Both of these can probably be addressed by WMF_MAINTENANCE_OFFLINE.

Stats are fine to turn off since they're not essential to the application logic. The stable interface there is entirely void, and they are off by default in MediaWiki core and in CI as well.

Logstash I would not turn off entirely, but rather redirect to stderr so as to preserve visibility. Possibly limited to error messages. I'm fairly certainly there's a bunch of logging enabled by default already, so the fact that this hasn't been an issue before is presumably because there are no errors under normal conditions, so it only fails if something else fails first (as we saw today). Perhaps sending error to stderr or something like that would be good. Assuming this runs in docker-build with no networking, that should end up in the same place on-screen as where the above PHP Warning was logged to by php-cli.
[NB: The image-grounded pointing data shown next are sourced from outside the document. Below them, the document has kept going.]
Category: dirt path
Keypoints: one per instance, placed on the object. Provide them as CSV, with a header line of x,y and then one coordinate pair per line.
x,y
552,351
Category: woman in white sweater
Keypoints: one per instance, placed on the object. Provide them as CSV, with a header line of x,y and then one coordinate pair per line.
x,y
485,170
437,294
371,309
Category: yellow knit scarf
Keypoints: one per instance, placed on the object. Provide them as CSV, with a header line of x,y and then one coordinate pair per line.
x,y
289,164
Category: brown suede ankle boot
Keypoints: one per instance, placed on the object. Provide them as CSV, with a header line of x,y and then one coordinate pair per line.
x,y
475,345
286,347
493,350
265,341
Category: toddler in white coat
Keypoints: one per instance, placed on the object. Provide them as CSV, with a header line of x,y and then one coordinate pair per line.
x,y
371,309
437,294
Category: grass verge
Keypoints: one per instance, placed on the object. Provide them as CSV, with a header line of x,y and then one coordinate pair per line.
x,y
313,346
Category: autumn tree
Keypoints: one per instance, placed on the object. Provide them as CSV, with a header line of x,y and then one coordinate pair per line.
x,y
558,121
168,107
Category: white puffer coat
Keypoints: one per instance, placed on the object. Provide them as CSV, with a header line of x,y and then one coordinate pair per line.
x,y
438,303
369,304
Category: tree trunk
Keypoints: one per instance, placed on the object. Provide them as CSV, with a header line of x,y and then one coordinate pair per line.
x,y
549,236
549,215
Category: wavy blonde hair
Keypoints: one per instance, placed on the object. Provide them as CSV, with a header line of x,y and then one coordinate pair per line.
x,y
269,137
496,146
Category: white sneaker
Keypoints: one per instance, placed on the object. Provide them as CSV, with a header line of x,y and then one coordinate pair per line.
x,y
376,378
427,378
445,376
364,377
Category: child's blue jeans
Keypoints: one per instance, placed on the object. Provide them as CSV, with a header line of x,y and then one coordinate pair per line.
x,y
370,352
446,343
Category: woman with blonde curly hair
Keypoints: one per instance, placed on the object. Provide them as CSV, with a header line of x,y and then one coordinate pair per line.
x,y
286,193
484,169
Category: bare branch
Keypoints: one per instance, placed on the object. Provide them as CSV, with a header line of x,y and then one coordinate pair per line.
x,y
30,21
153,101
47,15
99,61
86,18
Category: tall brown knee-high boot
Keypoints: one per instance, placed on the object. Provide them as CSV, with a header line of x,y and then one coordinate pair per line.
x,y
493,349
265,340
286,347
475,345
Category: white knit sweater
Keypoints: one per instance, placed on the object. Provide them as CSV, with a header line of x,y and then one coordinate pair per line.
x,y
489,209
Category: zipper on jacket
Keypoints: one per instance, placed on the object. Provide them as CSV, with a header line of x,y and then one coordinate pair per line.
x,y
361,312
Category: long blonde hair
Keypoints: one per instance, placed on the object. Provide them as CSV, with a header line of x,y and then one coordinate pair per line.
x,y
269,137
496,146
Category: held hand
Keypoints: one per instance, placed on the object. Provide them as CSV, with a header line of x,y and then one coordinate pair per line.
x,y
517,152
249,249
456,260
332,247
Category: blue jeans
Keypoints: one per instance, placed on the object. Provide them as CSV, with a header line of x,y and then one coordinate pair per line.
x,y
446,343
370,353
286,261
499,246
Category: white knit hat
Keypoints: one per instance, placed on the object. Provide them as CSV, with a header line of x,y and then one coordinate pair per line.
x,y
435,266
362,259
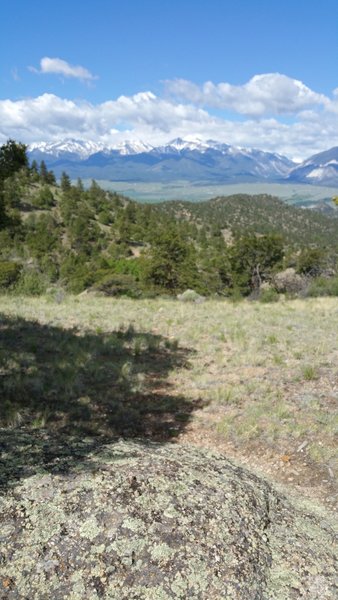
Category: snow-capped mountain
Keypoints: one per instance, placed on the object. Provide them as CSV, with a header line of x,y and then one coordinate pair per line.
x,y
190,159
78,149
319,169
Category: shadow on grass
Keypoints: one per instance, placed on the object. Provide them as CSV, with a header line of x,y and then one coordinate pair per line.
x,y
65,393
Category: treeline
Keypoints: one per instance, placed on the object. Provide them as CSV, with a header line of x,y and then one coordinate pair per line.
x,y
56,236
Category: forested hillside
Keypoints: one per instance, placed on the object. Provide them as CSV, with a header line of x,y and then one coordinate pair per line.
x,y
63,236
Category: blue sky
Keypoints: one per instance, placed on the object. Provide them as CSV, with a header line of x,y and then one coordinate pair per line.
x,y
247,72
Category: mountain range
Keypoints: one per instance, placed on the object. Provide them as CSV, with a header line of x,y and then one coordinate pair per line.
x,y
191,160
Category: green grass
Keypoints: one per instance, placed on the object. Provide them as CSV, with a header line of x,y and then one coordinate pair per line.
x,y
245,373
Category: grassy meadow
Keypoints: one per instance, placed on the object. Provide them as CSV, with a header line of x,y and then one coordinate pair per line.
x,y
255,381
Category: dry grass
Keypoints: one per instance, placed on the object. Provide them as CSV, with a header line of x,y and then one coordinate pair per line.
x,y
267,372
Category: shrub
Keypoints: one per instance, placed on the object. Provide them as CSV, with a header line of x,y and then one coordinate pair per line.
x,y
289,282
31,283
9,273
268,294
323,286
119,285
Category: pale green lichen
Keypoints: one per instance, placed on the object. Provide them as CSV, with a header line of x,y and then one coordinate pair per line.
x,y
151,522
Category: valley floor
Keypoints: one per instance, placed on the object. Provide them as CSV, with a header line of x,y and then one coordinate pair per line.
x,y
257,382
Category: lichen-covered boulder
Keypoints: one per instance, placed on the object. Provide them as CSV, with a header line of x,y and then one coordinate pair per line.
x,y
154,522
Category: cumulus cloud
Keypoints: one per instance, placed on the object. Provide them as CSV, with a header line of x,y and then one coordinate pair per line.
x,y
270,93
157,120
57,66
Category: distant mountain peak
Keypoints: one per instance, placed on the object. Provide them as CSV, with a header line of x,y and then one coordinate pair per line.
x,y
189,158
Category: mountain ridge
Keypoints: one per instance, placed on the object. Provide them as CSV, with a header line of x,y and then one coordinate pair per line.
x,y
190,159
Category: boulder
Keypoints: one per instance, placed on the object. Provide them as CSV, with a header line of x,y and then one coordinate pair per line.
x,y
144,521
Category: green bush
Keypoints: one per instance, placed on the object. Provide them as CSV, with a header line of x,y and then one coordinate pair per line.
x,y
9,273
31,283
268,294
44,198
323,286
119,285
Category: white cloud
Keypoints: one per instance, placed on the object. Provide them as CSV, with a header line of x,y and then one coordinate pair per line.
x,y
156,120
58,66
270,93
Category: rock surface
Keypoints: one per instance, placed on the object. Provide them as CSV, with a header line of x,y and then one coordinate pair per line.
x,y
157,522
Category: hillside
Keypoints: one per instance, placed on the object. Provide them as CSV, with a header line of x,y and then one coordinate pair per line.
x,y
75,238
262,214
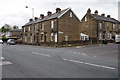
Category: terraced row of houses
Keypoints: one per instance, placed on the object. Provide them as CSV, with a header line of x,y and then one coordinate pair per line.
x,y
64,27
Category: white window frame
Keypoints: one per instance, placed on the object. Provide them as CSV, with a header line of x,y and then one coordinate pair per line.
x,y
85,18
52,24
29,28
42,26
42,37
100,25
71,14
51,37
110,35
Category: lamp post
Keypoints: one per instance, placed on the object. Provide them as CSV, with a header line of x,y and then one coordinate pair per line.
x,y
32,24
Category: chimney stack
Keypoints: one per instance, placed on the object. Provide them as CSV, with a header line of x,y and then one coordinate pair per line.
x,y
108,16
49,13
89,11
103,15
96,12
58,10
41,16
35,18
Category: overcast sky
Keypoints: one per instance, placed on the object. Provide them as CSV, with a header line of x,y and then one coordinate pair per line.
x,y
13,12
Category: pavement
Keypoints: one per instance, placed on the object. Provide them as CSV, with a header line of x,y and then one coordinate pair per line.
x,y
19,61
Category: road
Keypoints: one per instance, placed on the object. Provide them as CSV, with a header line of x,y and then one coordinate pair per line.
x,y
23,61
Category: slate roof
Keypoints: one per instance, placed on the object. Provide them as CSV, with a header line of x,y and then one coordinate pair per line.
x,y
48,17
19,30
102,18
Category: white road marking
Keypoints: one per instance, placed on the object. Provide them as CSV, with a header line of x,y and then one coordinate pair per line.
x,y
41,54
5,63
21,50
96,65
35,53
80,53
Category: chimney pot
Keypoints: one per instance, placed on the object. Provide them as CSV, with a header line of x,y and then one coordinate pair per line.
x,y
41,16
58,10
49,13
89,11
108,16
96,12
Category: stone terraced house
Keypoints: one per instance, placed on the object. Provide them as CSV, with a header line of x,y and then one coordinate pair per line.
x,y
53,29
99,27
Change #1100864 had a related patch set uploaded (by Cwhite; author: Cwhite):

[operations/mediawiki-config@master] Disable stats collection when WMF_MAINTENANCE_OFFLINE is set

https://gerrit.wikimedia.org/r/1100864

Change #1100864 merged by jenkins-bot:

[operations/mediawiki-config@master] Disable stats collection when WMF_MAINTENANCE_OFFLINE is set

https://gerrit.wikimedia.org/r/1100864

Mentioned in SAL (#wikimedia-operations) [2024-12-10T22:04:22Z] <cjming@deploy2002> Started scap sync-world: Backport for [[gerrit:1100864|Disable stats collection when WMF_MAINTENANCE_OFFLINE is set (T380609)]]

Mentioned in SAL (#wikimedia-operations) [2024-12-10T22:08:04Z] <cjming@deploy2002> cwhite, cjming: Backport for [[gerrit:1100864|Disable stats collection when WMF_MAINTENANCE_OFFLINE is set (T380609)]] synced to the testservers (https://wikitech.wikimedia.org/wiki/Mwdebug)

Mentioned in SAL (#wikimedia-operations) [2024-12-10T22:15:47Z] <cjming@deploy2002> Finished scap sync-world: Backport for [[gerrit:1100864|Disable stats collection when WMF_MAINTENANCE_OFFLINE is set (T380609)]] (duration: 11m 24s)

Thanks to @Dreamy_Jazz for rolling the patch to production! It looks like Prometheus metrics are now working, but the backwards-compatibility bit copyToStatsdAt() isn't working. I'm going to try tracking that down.

colewhite claimed this task.
colewhite triaged this task as High priority.

I've determined the backwards-compatibility is working. The issue was how Graphite/Statsite stores counters and the patch to transition changed the metric type to a Gauge.

Considering this resolved!